Honor the Lord with your possessions,
And with the firstfruits of all your increase;
So your barns will be filled with plenty,
And your vats will overflow with new wine.
Proverbs 3:9-10 (NKJV).
Short passages can contain a lot of complexity to unpack, but this one isn't one of those. The wisdom here is very simple, and while I might throw a slightly different perspective on it, it all still flows thematically with what has already come in Proverbs before it.
First, I'll note that the word for "honor" is "kabad or kabed" and while there are some other meanings, this particular one, just simply "honor", obviously fits the best, though you can get a sense for how those other definitions fit via the phrase "weighing a decision."
Of the three other times this particular phrase is used, two of them are in reference to "honoring your father and mother".
The reason I bring that up is that the modern concept of a tithe, of the sacrifice to God, is sometimes framed in that we're just stewards of God's resources, they aren't really "ours", and so returning them to God is more like putting something back in a "Lost and Found" for God.
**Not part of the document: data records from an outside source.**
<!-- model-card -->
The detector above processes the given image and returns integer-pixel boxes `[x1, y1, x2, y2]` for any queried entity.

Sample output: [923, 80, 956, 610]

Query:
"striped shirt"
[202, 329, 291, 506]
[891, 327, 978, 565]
Historically, for Israel, the sacrifices they made had a more formal purpose. For one, they were necessary as part of showing contrition to God. Secondly, the sacrifices made were provision to the Levites who spent time in the maintenance and operation of God's temple, and so would not have the capacity to also tend to fields and livestock.
This responsibility fell on all of the Levites as well, and so they relied on the offerings to God from the other tribes to sustain them. While it might seem like it's trivializing the nature of the responsibility, God's temple was rather like a kitchen, with the sacrifices regularly being "for a sweet aroma to the Lord", and the instructions on preparation of the sacrifices looking startlingly similar to that of a modern cooking recipe. While the actual acts held much more significance as part of the rituals for Israel, it doesn't detract from the fact that the regular sacrifices were part of an established order, an agreement, between God and Israel, and that it served multiple purposes at the same time.
Also, that God likes good cooking, but I digress.
After Jesus' death and resurrection, those who place their faith in him become a temple themselves, literally. The New Testament refers to the body of the believer as the new temple for the Holy Spirit to dwell in.
If honoring God under the "old" covenant included making sacrifices to the pleasure of God and those who were tending to God's temple, and for the maintenance and upkeep of the temple itself, while the specific actions taken to "honor God" would change with the "new" covenant, why would the heart of what God desired in that sacrifice, through humility, to change?
God designed the reality we exist in, and it is not accidental that when we are in harmony with the creator, we can find harmony with the created, and in turn disharmony with that which is in rebellion with God's order. Obedience to God produces abundance and wealth because God designed the mechanisms by which abundance and wealth could exist in the first place. This is why the commands of God are rarely ever arbitrary, or without both spiritual and physical purpose.
God is good, so God's commands are also good, and so while the struggles we face won't get any easier, the fruits of our labor are increased when we honor God through what we have and what we gain. Our abundance is not to our own benefit alone, but a demonstration of the goodness and greatness of the God we worship and obey, and how we respond reflects who we worship, who we honor.
In the same manner that we honor our father and mother by taking heed of their rules and laws on our lives as children in growing up to become adults, so God also places burdens, constraints, and demands on us in maturing as humans, created in the image of God, for the express purpose of bringing glory to God. It seems paradoxical, but when we live under this limitation, when we sacrifice to God's glory from what we have wrought with our own efforts, God glorifies us in return with blessing and favor.
What we earn, what we have, is genuinely ours to decide what to do with, but the entire system in which that gain, let alone existence itself, is possible belongs to God, and we can either keep what we have reaped and thus experience the entirety of our reward, or we can honor God and experience even more.